Goal: Set an intention for your language
Note: Focus on your reasons for wanting to create this language. This will be your guiding force throughout the year.
Tip: Write your goal in a place where you can see it and refer to it often as you work on your language.
Work focus: Organize/Plan/Structure
All too often, when we set out to create a language, we jump right into the language itself. We are so excited to start crafting the language that we open a document or a notebook and start listing features or otherwise drafting a shape that the language will take. While there isn’t anything inherently wrong with being so excited about a language that you jump right into the work, it is better to first take a step back and ask yourself, “Why? Why am I creating this language?” Having a goal for a language provides a context for it and its future features. It provides a reason for you to keep coming back to the language even when the language creation process gets to the sloggier bits—those moments when you feel like you’ve run out of ideas or when you just don’t want to tackle a particular grammatical feature. Those moments when you want to put the language in a drawer and move on to other things. If you intentionally set a goal for the language and yourself as a conlanger, it makes it a little bit easier and more meaningful to stick with the project, to move past the ruts.

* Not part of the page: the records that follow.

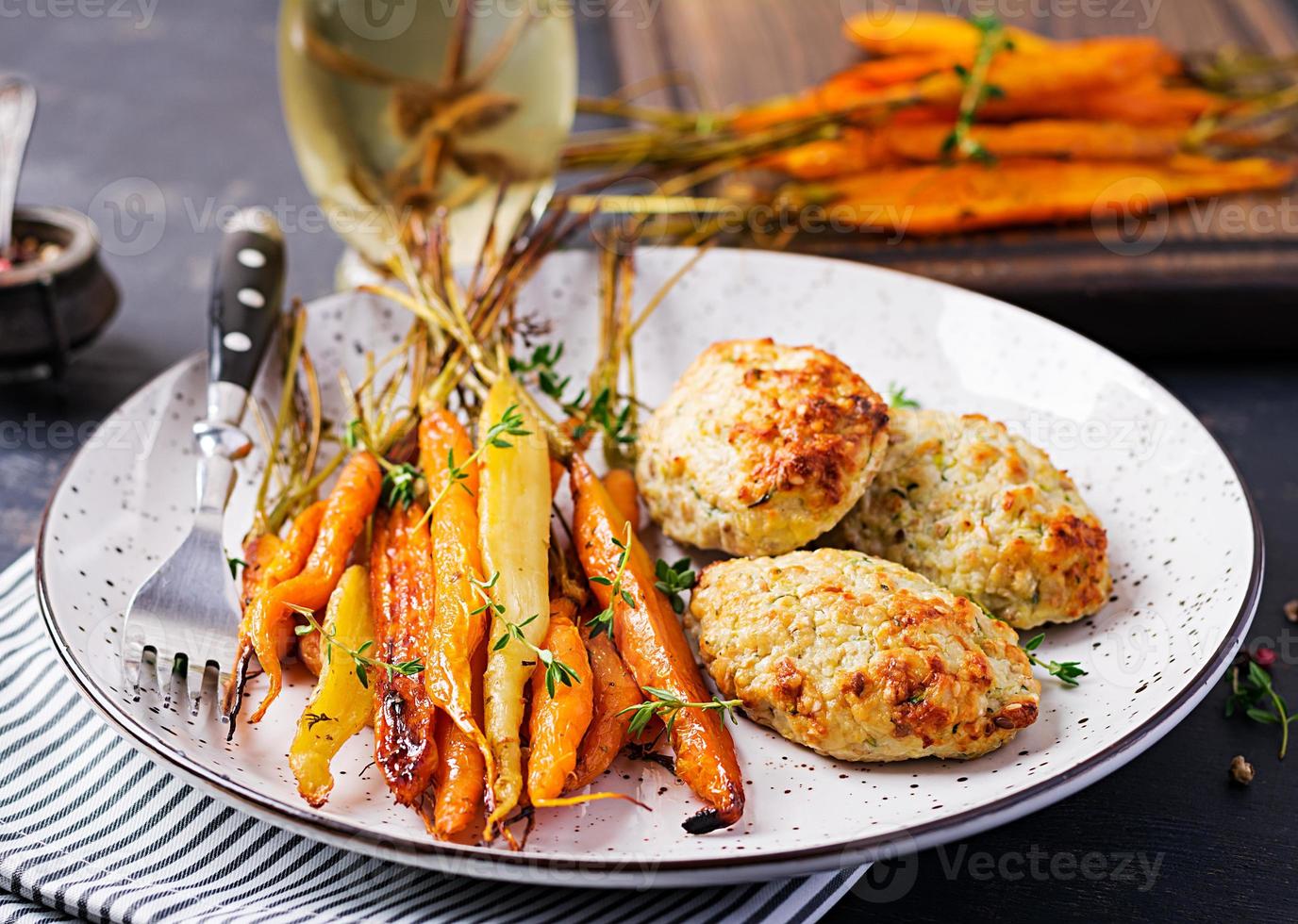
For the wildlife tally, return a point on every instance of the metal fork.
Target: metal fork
(186, 616)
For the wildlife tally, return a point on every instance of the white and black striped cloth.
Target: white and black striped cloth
(90, 827)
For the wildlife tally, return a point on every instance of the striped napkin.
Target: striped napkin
(90, 827)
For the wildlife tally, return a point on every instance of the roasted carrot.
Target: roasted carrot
(905, 31)
(653, 645)
(339, 705)
(514, 528)
(401, 589)
(614, 690)
(935, 200)
(258, 552)
(559, 718)
(459, 621)
(888, 72)
(1069, 72)
(461, 778)
(270, 561)
(621, 486)
(345, 513)
(865, 149)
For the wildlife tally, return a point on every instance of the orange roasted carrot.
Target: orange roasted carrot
(459, 621)
(621, 486)
(934, 200)
(258, 552)
(653, 645)
(272, 561)
(561, 711)
(1070, 72)
(907, 31)
(860, 149)
(401, 590)
(461, 778)
(615, 690)
(345, 513)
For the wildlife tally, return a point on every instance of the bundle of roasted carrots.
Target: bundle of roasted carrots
(1060, 130)
(955, 124)
(503, 672)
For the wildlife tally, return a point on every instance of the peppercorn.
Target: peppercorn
(1241, 771)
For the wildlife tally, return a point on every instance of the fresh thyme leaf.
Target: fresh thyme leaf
(667, 705)
(358, 657)
(674, 580)
(400, 486)
(959, 144)
(897, 396)
(1066, 671)
(1256, 697)
(603, 620)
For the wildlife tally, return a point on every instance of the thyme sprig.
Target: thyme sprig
(674, 580)
(359, 659)
(959, 144)
(1254, 696)
(600, 412)
(1066, 671)
(897, 396)
(400, 486)
(667, 705)
(603, 620)
(458, 472)
(556, 671)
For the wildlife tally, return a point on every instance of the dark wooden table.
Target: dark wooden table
(189, 103)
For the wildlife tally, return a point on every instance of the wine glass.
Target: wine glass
(403, 107)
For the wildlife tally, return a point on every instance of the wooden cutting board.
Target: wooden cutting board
(1218, 275)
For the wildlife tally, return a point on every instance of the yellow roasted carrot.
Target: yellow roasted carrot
(341, 705)
(459, 620)
(461, 778)
(514, 528)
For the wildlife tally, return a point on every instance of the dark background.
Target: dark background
(190, 103)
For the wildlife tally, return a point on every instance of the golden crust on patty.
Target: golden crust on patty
(986, 514)
(860, 658)
(759, 448)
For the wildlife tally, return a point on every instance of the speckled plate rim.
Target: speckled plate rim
(539, 868)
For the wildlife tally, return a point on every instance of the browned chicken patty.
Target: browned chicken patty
(984, 513)
(759, 448)
(860, 658)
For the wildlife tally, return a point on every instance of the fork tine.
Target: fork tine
(200, 683)
(145, 682)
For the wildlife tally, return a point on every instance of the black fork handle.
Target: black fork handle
(247, 295)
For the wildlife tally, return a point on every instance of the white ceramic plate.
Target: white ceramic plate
(1185, 547)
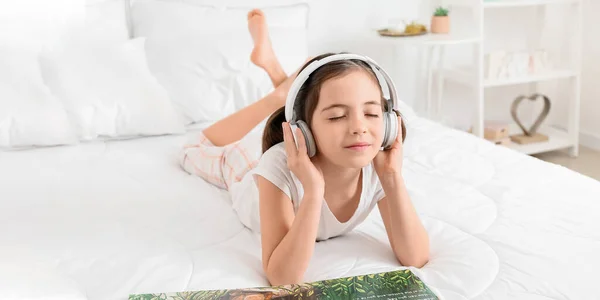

A goal for the creating the language can be a driving force. Sometimes you may have a very specific linguistic goal for creating a language. These goals might be intended to expand your conlanging horizons. Maybe you want to use this year to create a language that has noun classes so you can explore how those might work in a system you create. Or maybe you want to push yourself to create a strict CV-structure language to play with a particular type of sound. But you don’t have to have any linguistic goals like that.
Your goal may be more personal. Maybe you want to create a language that makes you laugh, that will bring a smile to your face when you review its vocabulary list because its forms are so delightful to you. Maybe your goal is to work through the year to have a workable language because you have never created a language before and want to see what it is all about. Or maybe you are a seasoned conlanger who has lost the spark of joy conlanging used to bring you, and you want to discover it again but need a little push to sit down and create something every day.
Whatever your reasons, know that they are valid. Every reason you have for showing up here, showing up every day, is a valid one. It is yours and yours alone.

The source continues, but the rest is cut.